Most easily detected: The Milky Way’s dark-matter halo contains a variety of structures of different sizes. But according to new research it is the diffuse, smooth component of dark matter in the halo where radiation signals from colliding dark matter particles are the strongest.
Credit: Virgo Consortium
SYDNEY: A massive computer simulation of the way galaxies form has revealed where exactly in the galaxy we should look to finally 'see' dark matter.
And it may be only a few years before astronomers first directly detect the mysterious substance, according to the research published in the British journal Nature today.
Dark matter makes up 85 per cent of matter in the universe. It pervades the Milky Way and forms massive haloes around our own galaxy and the smaller satellite galaxies surrounding it. So far its presence has only been indirectly inferred from its gravitational effects.
3.5 million computing hours
However, if particle collisions within dark matter give off gamma rays, under the right conditions the gamma rays should be detectable by NASA's Fermi Gamma-ray Space Telescope, launched in June 2008.
The researchers from the international Virgo Consortium's Aquarius Project used a computer simulation that took over 3.5 million computing hours create a virtual universe in order to find the best place to look for these gamma-ray signals.
"This calculation has redefined the state of the art in cosmological simulations. At times I thought it would never end," said lead author, astrophysicist Volter Springel from the Max Planck Institute for Astrophysics in Garching, Germany.
Some scientists have earmarked dense dark matter haloes within satellite galaxies as the prime contenders for dark matter gamma ray signals (see, Are scientists about to explain dark matter?, Cosmos Online). But Springel and colleagues disagree.
They say that these signals may be negligible. Instead, they argue that the dominant and most easily-detected signals will be in the diffuse dark matter that pervades the Milky Way itself, and the best place to look for them is in the area of sky looking towards the centre of the galaxy and nearest the Sun.
To annihilate, or not to annihilate
The researchers predict Fermi will see the first evidence of dark matter within a few years. "If we are really lucky, we may also detect sub-structures both without and with stars.
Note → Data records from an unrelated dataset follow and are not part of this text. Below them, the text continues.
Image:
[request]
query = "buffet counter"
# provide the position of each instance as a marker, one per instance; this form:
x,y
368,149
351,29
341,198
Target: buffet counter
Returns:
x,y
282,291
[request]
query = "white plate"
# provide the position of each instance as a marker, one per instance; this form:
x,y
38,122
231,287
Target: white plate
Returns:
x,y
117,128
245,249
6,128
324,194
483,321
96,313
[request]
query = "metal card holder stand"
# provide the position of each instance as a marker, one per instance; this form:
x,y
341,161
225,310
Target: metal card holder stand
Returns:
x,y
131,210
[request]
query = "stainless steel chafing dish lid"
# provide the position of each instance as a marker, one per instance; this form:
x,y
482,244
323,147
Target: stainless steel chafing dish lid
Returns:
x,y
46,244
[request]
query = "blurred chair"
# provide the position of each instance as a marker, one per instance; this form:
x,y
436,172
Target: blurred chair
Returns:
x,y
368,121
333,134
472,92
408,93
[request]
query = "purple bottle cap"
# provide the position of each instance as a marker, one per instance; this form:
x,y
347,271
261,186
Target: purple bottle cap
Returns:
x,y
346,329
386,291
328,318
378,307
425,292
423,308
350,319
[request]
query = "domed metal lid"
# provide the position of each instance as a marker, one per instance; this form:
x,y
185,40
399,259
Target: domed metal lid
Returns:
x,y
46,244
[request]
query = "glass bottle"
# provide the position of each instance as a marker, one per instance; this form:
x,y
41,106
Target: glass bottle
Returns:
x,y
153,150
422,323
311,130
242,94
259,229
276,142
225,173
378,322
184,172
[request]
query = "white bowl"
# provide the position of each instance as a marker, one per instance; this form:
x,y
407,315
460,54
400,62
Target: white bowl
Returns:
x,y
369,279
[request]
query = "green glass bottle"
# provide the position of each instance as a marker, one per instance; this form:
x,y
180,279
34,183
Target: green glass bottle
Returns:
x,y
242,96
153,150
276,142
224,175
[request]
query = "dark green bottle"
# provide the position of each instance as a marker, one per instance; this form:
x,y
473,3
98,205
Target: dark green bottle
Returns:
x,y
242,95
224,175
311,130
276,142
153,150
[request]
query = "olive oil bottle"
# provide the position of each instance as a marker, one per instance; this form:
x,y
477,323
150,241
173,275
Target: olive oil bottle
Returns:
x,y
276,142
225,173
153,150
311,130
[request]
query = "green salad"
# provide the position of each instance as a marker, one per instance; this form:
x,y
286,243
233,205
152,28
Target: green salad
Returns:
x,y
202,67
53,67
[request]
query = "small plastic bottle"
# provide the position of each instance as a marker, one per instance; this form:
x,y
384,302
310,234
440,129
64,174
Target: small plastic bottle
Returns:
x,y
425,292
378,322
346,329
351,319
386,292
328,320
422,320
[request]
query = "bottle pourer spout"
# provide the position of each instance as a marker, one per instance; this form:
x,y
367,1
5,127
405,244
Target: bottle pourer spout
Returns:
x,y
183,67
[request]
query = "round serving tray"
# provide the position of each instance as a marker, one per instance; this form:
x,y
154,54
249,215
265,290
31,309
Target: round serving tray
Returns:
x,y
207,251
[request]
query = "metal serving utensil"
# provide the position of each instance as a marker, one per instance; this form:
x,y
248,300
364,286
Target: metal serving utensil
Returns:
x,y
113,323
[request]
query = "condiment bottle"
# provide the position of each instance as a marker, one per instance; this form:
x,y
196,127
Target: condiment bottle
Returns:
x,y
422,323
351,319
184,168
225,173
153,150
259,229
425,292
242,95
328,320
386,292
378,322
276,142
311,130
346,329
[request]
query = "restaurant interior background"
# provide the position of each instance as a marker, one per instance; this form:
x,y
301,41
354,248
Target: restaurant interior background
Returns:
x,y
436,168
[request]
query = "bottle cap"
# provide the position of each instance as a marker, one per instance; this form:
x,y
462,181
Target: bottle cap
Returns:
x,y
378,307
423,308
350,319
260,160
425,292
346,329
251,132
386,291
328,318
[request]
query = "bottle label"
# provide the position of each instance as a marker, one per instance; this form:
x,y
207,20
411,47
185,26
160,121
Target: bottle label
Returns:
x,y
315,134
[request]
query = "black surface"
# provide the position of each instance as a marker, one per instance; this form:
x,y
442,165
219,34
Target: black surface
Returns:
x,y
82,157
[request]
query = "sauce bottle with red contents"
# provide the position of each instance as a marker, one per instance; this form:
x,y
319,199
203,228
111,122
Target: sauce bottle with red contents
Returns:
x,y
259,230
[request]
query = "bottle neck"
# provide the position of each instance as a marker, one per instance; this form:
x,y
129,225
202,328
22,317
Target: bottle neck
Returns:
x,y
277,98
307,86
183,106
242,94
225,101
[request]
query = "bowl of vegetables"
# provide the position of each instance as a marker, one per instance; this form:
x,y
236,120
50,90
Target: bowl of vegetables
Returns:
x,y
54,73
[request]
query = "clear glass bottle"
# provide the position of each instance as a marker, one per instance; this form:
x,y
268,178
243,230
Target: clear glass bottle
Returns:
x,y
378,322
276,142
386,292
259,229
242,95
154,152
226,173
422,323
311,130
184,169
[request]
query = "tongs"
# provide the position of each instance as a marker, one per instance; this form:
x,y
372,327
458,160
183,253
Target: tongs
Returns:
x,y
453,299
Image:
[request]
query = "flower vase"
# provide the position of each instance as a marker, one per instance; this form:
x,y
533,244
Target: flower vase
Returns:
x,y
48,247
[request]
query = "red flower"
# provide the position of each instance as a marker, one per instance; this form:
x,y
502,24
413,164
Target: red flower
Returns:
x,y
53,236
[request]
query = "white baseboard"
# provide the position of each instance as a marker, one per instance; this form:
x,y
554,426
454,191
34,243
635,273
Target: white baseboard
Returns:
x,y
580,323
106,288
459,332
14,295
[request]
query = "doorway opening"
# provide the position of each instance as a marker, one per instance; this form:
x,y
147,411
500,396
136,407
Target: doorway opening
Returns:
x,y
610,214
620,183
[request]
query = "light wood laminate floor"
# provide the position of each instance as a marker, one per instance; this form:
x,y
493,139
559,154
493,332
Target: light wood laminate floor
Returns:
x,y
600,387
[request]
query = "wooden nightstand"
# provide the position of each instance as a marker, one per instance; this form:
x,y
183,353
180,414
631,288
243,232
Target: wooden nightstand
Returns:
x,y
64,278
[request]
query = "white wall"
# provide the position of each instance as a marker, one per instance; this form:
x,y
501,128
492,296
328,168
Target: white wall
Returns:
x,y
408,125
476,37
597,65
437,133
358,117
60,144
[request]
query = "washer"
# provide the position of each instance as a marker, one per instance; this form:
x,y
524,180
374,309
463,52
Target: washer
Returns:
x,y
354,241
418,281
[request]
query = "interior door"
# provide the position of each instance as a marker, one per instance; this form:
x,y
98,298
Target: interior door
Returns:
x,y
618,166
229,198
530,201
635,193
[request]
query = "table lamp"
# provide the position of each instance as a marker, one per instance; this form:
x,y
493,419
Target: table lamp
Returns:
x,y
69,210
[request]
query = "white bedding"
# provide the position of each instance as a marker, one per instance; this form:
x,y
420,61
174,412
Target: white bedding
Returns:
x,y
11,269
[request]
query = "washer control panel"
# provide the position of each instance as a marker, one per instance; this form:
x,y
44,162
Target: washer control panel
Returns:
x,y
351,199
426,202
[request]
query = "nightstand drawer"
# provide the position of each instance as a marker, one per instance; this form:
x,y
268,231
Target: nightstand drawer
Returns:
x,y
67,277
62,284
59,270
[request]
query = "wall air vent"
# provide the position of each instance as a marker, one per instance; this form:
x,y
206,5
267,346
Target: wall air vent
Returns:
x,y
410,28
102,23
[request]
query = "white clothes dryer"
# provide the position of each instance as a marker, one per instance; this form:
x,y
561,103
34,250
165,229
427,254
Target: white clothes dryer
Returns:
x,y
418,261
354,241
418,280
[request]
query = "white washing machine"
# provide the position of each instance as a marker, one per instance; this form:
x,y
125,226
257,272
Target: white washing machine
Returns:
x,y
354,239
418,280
This would provide a convincing confirmation of the [Cold Dark Matter] theory," they write.
Australian astrophysicist Geraint Lewis from the University of Sydney, commented that although the result was "very interesting", it relied on the assumption that dark matter emits gamma ray radiation from particle annihilations as ordinary matter does.
In space, colliding electrons and positrons (the antimatter equivalent of the electron) from normal matter emit energy in the form of gamma radiation as they 'annihilate' or wipe each other out.
But we "just don't know the physics yet" in regards to dark matter, warned Lewis. "Until we know about the physics of dark matter we don't know if it would annihilate or not," he said.